治療中に歯の根の周囲組織へ刺激が加わるためです。
多くは経過とともに落ち着きますが、強い痛みや腫れがある場合は再度受診しましょう。
7-3 詰め物や被せ物をした後にうずく
詰め物や被せ物をした後、嚙み合わせたときにうずくことがあります。
嚙み合わせが高い場合や、治療した歯が一時的に敏感になっている場合があります。
違和感が続く場合は、嚙み合わせの調整が必要になることもあります。
7-4 抜歯後にうずく
抜歯後は、麻酔が切れたあとにうずきや痛みを感じることがあります。
抜歯の処置によって歯ぐきや骨に刺激が加わるためです。
通常は経過とともに落ち着きますが、強い痛み、発熱、腫れの悪化、嫌なにおいなどがある場合は、感染やドライソケットなどの可能性もあるため歯科医院へ相談しましょう。
7-5 歯石を除去した後にうずく
歯石除去後に、一時的に歯がしみる、うずく、違和感が出ることがあります。
歯石で覆われていた部分が露出したり、歯ぐきの炎症がある部分に処置の刺激が加わったりするためです。

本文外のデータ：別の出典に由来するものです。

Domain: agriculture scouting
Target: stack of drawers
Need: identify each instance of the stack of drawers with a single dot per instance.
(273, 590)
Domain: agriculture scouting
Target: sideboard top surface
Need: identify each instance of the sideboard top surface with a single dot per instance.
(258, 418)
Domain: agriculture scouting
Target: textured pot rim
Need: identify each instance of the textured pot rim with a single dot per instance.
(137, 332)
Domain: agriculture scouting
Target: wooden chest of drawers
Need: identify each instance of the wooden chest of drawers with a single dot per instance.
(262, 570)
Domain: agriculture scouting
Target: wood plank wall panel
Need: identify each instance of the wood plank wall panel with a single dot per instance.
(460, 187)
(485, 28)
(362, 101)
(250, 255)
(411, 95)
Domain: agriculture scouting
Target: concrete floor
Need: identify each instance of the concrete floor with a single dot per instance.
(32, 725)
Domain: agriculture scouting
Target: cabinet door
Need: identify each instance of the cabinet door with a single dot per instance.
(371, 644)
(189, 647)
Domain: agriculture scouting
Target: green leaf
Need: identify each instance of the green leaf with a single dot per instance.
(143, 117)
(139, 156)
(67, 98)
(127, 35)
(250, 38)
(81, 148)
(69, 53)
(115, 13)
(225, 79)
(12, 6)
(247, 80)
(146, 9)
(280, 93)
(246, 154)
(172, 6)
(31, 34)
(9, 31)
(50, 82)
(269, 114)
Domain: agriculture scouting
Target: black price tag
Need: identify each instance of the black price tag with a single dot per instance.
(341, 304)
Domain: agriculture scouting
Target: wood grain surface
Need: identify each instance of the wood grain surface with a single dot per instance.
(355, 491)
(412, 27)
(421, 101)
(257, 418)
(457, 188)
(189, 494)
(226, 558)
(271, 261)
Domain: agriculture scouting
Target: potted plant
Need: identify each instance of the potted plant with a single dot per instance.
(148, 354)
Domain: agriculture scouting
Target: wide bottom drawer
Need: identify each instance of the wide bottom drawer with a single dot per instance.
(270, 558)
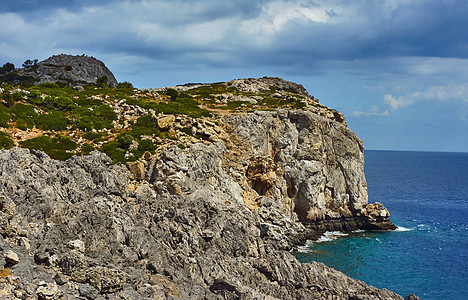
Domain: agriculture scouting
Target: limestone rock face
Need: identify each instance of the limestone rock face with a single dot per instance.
(306, 165)
(256, 85)
(183, 232)
(70, 69)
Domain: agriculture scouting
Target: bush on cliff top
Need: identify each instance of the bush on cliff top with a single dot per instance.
(58, 147)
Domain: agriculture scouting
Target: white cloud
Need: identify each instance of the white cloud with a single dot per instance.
(439, 93)
(373, 111)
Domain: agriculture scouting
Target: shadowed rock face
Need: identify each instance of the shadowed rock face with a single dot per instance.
(213, 221)
(307, 166)
(71, 69)
(185, 233)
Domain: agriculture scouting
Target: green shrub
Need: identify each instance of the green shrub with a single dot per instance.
(5, 141)
(144, 126)
(113, 150)
(62, 103)
(53, 121)
(4, 117)
(87, 148)
(102, 81)
(172, 93)
(92, 135)
(49, 85)
(125, 85)
(98, 118)
(25, 115)
(58, 147)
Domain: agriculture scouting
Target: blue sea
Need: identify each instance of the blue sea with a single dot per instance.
(427, 196)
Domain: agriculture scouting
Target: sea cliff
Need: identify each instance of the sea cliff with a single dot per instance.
(212, 212)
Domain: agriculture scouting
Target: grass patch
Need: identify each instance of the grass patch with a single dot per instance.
(58, 147)
(53, 121)
(5, 141)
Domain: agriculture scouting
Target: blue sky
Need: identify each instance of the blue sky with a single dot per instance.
(397, 69)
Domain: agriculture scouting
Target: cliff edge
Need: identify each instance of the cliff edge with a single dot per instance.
(209, 200)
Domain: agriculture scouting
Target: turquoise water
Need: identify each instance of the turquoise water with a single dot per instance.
(427, 196)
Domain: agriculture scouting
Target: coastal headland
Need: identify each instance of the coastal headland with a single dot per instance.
(198, 191)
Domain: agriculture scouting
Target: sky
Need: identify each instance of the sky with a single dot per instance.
(397, 69)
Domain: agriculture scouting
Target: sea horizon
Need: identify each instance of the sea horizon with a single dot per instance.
(427, 197)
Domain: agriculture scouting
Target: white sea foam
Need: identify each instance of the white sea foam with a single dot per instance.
(330, 236)
(305, 248)
(401, 228)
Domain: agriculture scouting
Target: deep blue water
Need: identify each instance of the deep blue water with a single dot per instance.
(427, 196)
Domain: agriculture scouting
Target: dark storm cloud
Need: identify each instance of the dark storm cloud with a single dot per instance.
(249, 31)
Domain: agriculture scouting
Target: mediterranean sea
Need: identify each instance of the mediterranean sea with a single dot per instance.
(427, 196)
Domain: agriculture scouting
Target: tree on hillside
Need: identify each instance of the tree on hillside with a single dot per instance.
(30, 63)
(7, 68)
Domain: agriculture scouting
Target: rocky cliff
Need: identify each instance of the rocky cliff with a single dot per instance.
(211, 214)
(69, 69)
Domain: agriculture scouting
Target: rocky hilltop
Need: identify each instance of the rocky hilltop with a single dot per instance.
(197, 191)
(69, 69)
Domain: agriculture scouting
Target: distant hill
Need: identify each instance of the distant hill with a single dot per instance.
(63, 68)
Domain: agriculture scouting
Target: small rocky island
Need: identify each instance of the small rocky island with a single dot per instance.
(198, 191)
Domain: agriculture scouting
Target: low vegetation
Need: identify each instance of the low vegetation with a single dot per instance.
(66, 120)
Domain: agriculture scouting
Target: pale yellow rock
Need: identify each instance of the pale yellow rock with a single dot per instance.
(166, 122)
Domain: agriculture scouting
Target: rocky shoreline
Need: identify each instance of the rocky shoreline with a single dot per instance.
(216, 184)
(82, 229)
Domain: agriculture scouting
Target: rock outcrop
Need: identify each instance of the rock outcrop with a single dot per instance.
(213, 214)
(70, 69)
(185, 233)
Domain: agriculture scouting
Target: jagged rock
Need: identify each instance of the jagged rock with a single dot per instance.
(88, 291)
(77, 245)
(211, 221)
(70, 69)
(165, 122)
(11, 258)
(412, 297)
(49, 291)
(106, 280)
(255, 85)
(60, 279)
(137, 169)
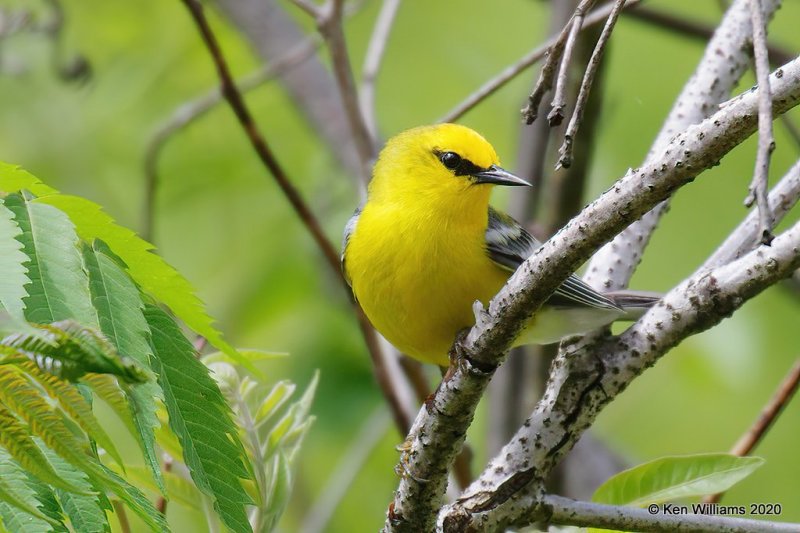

多くは経過とともに落ち着きますが、違和感が長引く場合は歯科医院で相談しましょう。
8.まとめ
歯がうずく原因には、
・むし歯
・歯周病
・非歯原性歯痛
・歯ぎしりや食いしばり
・親知らず
などがあります。
治療後のうずきは一時的なこともありますが、むし歯や歯周病などが原因の場合は、放置すると症状が進行することがあります。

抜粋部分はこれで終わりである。